RE: BUG #17757: Not honoring huge_pages setting during initdb causes DB crash in Kubernetes

Sisson, David <david.sisson@dell.com>

From: "Sisson, David" <David.Sisson@dell.com>
To: Andres Freund <andres@anarazel.de>, Tomas Vondra <tomas.vondra@enterprisedb.com>
Cc: Tom Lane <tgl@sss.pgh.pa.us>, "pgsql-bugs@lists.postgresql.org" <pgsql-bugs@lists.postgresql.org>, "Sisson, David" <David.Sisson@dell.com>
Date: 2023-01-23T19:26:09Z
Lists: pgsql-bugs
I believe something should be done with PostgreSQL because we are configuring huge_pages = off in the standard "postgresql.conf" file.
huge_pages can be turned on through outside manipulation but it can't be turned off.
Not without altering the sample config file.

Thanks,
David Angel   😊



Internal Use - Confidential

-----Original Message-----
From: Andres Freund <andres@anarazel.de> 
Sent: Saturday, January 21, 2023 8:08 PM
To: Tomas Vondra
Cc: Tom Lane; Sisson, David; pgsql-bugs@lists.postgresql.org
Subject: Re: BUG #17757: Not honoring huge_pages setting during initdb causes DB crash in Kubernetes


[EXTERNAL EMAIL] 

Hi,

On 2023-01-22 01:55:01 +0100, Tomas Vondra wrote:
> I'm not sure we'd be keen to backpatch a change of the default, but 
> maybe we would ...

After figuring out that it's clearly a configuration issue *somewhere* outside of postgres's remit, I'm not that sure it's worth doing something concretely to avoid the SIGBUS issue.
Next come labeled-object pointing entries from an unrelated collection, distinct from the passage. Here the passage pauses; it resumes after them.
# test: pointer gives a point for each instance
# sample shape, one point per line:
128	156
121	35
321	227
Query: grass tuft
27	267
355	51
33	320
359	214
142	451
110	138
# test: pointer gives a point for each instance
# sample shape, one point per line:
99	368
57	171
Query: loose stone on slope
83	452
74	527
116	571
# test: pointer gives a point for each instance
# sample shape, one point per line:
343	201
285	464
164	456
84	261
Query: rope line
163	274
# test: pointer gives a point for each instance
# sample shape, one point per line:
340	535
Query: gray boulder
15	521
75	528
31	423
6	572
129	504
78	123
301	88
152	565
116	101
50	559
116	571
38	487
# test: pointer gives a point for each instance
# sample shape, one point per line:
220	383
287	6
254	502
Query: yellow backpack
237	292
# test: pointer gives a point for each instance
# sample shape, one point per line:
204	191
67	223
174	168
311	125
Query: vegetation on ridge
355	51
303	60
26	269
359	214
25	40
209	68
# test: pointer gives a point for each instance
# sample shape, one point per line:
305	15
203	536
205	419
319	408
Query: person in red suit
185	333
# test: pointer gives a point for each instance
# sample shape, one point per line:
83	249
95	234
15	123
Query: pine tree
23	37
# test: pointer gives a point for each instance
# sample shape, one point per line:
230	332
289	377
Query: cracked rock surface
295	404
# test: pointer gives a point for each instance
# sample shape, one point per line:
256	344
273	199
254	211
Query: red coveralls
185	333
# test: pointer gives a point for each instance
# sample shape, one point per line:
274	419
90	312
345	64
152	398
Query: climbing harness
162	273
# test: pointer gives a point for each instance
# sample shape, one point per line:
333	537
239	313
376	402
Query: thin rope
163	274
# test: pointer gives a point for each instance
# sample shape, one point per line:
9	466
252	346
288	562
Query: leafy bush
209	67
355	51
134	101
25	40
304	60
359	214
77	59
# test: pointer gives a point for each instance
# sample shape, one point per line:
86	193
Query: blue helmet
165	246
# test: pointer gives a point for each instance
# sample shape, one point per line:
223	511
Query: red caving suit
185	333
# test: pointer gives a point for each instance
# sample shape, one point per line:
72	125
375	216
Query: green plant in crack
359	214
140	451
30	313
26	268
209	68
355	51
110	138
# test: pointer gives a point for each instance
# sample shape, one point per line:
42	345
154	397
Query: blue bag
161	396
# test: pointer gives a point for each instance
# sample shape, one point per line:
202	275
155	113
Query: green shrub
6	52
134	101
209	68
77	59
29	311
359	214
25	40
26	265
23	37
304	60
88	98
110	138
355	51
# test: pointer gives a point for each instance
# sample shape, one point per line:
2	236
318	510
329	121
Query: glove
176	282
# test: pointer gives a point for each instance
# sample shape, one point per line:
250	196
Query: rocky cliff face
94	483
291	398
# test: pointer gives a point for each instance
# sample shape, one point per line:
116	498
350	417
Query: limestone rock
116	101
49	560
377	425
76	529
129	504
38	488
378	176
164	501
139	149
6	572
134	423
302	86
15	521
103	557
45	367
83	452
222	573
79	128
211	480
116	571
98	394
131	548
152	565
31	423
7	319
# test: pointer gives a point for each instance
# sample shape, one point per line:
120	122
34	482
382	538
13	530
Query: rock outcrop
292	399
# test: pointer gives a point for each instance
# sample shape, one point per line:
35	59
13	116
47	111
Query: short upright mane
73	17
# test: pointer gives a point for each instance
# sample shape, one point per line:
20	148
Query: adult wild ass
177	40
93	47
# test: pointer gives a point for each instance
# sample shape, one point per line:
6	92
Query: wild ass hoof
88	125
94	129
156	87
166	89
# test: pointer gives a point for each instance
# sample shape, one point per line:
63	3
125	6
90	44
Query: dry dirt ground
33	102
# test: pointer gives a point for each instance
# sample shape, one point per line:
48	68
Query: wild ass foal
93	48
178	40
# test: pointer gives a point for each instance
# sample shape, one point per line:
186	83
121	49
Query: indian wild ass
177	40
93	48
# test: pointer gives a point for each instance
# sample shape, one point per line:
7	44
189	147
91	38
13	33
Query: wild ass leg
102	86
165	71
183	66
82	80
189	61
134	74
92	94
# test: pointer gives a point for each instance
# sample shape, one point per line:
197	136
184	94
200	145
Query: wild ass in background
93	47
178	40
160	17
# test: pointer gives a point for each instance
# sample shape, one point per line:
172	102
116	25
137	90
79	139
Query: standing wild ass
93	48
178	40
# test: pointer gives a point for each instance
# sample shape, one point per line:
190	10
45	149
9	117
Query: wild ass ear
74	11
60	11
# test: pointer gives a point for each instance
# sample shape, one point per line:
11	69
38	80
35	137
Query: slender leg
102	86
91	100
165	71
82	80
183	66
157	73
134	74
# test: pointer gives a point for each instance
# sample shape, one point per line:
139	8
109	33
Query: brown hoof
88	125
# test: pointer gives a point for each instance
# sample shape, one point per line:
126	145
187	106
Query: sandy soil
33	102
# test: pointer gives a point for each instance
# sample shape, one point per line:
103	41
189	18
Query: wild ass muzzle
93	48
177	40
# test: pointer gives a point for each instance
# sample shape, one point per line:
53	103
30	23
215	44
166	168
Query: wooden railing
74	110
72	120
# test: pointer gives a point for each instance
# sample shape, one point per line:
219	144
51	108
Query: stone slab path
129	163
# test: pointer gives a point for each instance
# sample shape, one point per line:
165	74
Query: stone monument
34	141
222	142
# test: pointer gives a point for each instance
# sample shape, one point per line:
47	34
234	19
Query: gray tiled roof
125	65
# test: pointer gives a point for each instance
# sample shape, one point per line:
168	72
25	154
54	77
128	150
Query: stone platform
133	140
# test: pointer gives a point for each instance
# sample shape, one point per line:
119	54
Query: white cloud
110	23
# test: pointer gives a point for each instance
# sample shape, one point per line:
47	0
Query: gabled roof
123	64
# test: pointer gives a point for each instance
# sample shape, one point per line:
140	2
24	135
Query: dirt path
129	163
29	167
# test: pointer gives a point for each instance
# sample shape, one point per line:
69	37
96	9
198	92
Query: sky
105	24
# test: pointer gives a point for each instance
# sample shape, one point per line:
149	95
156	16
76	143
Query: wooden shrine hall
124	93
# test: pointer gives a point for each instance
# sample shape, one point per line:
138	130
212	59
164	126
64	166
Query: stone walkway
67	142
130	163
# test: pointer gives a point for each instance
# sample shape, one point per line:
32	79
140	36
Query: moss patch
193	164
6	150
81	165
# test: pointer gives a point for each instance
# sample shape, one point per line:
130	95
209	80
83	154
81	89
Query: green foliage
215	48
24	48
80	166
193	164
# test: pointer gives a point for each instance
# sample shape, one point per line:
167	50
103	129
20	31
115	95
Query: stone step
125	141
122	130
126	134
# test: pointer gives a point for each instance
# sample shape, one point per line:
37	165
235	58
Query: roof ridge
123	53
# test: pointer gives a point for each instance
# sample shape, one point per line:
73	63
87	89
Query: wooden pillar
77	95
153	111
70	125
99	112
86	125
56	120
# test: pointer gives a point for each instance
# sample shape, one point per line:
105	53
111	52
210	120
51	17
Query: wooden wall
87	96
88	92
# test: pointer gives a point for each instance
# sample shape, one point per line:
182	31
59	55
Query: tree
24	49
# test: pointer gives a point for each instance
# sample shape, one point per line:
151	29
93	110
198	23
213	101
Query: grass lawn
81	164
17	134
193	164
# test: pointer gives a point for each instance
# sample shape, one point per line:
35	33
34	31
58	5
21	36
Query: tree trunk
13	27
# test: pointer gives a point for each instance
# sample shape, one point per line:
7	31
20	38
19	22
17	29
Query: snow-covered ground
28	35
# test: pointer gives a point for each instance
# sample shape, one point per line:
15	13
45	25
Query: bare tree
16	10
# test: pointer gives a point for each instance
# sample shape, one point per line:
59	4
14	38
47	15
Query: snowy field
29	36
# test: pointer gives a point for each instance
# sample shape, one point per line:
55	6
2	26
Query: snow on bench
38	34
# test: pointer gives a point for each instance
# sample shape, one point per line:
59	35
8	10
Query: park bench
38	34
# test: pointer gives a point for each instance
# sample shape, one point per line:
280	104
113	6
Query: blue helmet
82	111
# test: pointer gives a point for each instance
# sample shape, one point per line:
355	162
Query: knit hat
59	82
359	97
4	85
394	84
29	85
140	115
But if we end up doing something, I think a parameter triggering use of MAP_POPULATE would be a good idea. It's actually useful outside of the SIGBUS issue, because benchmarks reach a steady state noticably more quickly when using it.

OTOH, in a production scenario with large shared_buffers I'd probably not want to use it, because getting up more quickly and and distributing the memory initialization across across cores is more important.


I think it'd be ok to explicitly specify such an option in initdb - after all, initdb does do work to determine the correct shared buffers size etc, and MAP_POPULATE will lead to a more reliable determination.  Not just with huge pages, but also with "small" pages and system-level memory overcommit.

Greetings,

Andres Freund